OTTAWA (Reuters) – Canada’s annual inflation rate cooled much more than expected to 2.9% in January, largely on lower gas prices, while core inflation measures dropped to their lowest levels in more than 2 years, data showed on Tuesday.
Analysts polled by Reuters had forecast inflation to tick down to 3.3% from 3.4% in December. At 2.9%, headline inflation rate is back in the Bank of Canada’s 1%-3% control range for the first time since June 2023.
Month-over-month, the consumer price index was unchanged, compared with a forecast of a 0.4% rise.
Two of the Bank of Canada’s (BoC) three core measures of underlying inflation also edged down.

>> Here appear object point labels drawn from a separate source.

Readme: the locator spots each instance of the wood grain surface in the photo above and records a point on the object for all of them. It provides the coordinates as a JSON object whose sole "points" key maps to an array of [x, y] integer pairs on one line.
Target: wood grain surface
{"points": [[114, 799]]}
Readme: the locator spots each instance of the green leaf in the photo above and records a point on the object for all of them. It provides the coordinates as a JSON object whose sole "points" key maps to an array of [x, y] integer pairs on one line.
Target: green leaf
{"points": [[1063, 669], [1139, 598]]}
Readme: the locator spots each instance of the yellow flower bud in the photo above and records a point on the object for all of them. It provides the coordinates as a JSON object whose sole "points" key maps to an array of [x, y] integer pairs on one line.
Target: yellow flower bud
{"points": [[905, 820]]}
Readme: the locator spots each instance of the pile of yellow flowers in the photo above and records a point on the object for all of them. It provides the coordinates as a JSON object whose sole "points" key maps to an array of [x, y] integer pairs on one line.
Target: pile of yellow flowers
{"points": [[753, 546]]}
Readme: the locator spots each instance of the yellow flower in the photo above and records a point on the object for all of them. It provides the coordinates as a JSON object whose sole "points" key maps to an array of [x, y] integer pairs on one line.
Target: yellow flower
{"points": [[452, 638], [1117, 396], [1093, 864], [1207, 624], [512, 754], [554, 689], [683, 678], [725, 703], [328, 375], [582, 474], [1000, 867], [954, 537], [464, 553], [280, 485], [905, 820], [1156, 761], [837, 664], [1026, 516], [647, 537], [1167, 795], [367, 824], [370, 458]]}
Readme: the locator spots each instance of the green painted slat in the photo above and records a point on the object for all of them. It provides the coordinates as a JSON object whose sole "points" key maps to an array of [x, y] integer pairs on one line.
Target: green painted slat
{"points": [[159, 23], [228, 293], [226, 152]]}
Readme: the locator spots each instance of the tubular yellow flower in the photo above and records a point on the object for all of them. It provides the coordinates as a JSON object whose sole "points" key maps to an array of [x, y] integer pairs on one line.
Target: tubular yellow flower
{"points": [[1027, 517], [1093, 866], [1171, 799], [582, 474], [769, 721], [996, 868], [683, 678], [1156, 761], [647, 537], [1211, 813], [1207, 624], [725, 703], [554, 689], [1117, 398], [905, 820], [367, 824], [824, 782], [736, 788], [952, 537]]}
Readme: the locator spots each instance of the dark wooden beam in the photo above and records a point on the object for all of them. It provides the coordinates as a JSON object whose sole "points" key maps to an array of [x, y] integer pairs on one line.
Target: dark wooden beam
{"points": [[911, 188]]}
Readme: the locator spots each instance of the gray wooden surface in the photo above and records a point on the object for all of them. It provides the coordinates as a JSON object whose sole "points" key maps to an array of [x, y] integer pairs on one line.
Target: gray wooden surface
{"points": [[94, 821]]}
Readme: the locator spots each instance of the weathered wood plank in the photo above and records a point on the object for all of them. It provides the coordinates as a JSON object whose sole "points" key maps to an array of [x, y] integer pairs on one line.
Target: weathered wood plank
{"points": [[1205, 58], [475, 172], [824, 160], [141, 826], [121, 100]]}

CPI-median slowed to 3.3%, lowest since November 2021, while CPI-trim decreased to 3.4%, lowest since July 2021.
While the central bank has said single data points are not enough to sway its policy decisions, the cooldown in prices could expedite discussions about a rate cut.

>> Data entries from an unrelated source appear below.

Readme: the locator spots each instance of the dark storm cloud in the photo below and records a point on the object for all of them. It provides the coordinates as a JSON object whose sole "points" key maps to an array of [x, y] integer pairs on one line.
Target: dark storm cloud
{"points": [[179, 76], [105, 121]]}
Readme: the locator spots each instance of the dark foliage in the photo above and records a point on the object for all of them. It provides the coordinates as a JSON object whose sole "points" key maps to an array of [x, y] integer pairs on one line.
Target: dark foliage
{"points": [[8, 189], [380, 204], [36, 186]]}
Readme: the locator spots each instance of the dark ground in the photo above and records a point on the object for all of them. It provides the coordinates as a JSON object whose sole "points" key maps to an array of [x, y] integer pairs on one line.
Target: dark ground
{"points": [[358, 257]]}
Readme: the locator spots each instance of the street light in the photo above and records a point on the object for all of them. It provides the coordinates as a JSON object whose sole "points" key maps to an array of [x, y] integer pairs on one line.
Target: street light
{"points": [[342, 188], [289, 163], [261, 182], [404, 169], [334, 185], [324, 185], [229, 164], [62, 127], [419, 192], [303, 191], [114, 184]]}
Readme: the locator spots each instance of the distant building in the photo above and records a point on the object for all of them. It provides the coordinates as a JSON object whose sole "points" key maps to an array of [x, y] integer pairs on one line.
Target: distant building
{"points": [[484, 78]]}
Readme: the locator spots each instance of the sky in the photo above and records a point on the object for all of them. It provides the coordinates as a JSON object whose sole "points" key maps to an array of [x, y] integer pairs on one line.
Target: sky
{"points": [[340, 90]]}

The BoC has projected headline inflation to remain around 3% in the first half of 2024, before cooling down to 2.5% by the end of the year.
The BoC kept its key overnight rate at 5% in January and said that while underlying inflation was still a concern, the bank’s focus is shifting to when to cut borrowing costs rather than whether to hike again.

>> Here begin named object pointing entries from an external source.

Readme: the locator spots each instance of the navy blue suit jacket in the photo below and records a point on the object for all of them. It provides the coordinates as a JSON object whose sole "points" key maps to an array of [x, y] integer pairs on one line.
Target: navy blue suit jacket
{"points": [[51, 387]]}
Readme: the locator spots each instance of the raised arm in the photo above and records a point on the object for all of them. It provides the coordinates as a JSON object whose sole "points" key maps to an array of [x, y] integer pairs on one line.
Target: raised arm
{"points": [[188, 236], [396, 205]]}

Before its last announcement in January, members of the bank’s policy-setting governing council were concerned about cutting borrowing costs too soon, especially as shelter prices continues to keep overall inflation elevated. nL1N3ES30B
Shelter price inflation, which includes mortgage interest costs, rent and components related to house prices, accelerated to 6.2% in January from 6% in December.
The largest contributor to headline deceleration in Janaury was lower gasoline prices, which fell 4% on an annual basis, Statistics Canada said. Month-over-month, gasoline prices fell 0.9%, marking the fifth consecutive monthly decrease.
Prices of store-bought food rose 3.4% – the slowest pace since August 2021 – also putting downward pressure on headline inflation.
Excluding volatile food and energy, prices rose 3.1% compared with a 3.4% rise in December.
The bank’s next rate announcement is on March 6, when the bank is expected to keep its key policy rate on hold at a 22-year high of 5%.
A bigger than expected job gain in January and an early estimate of a rebound in GDP growth in the last quarter of 2023 had played a part in lowering expectations of rate cuts.
Before inflation data, money markets were betting for at least 50 basis points decrease in 2024 from 125 basis points in early January.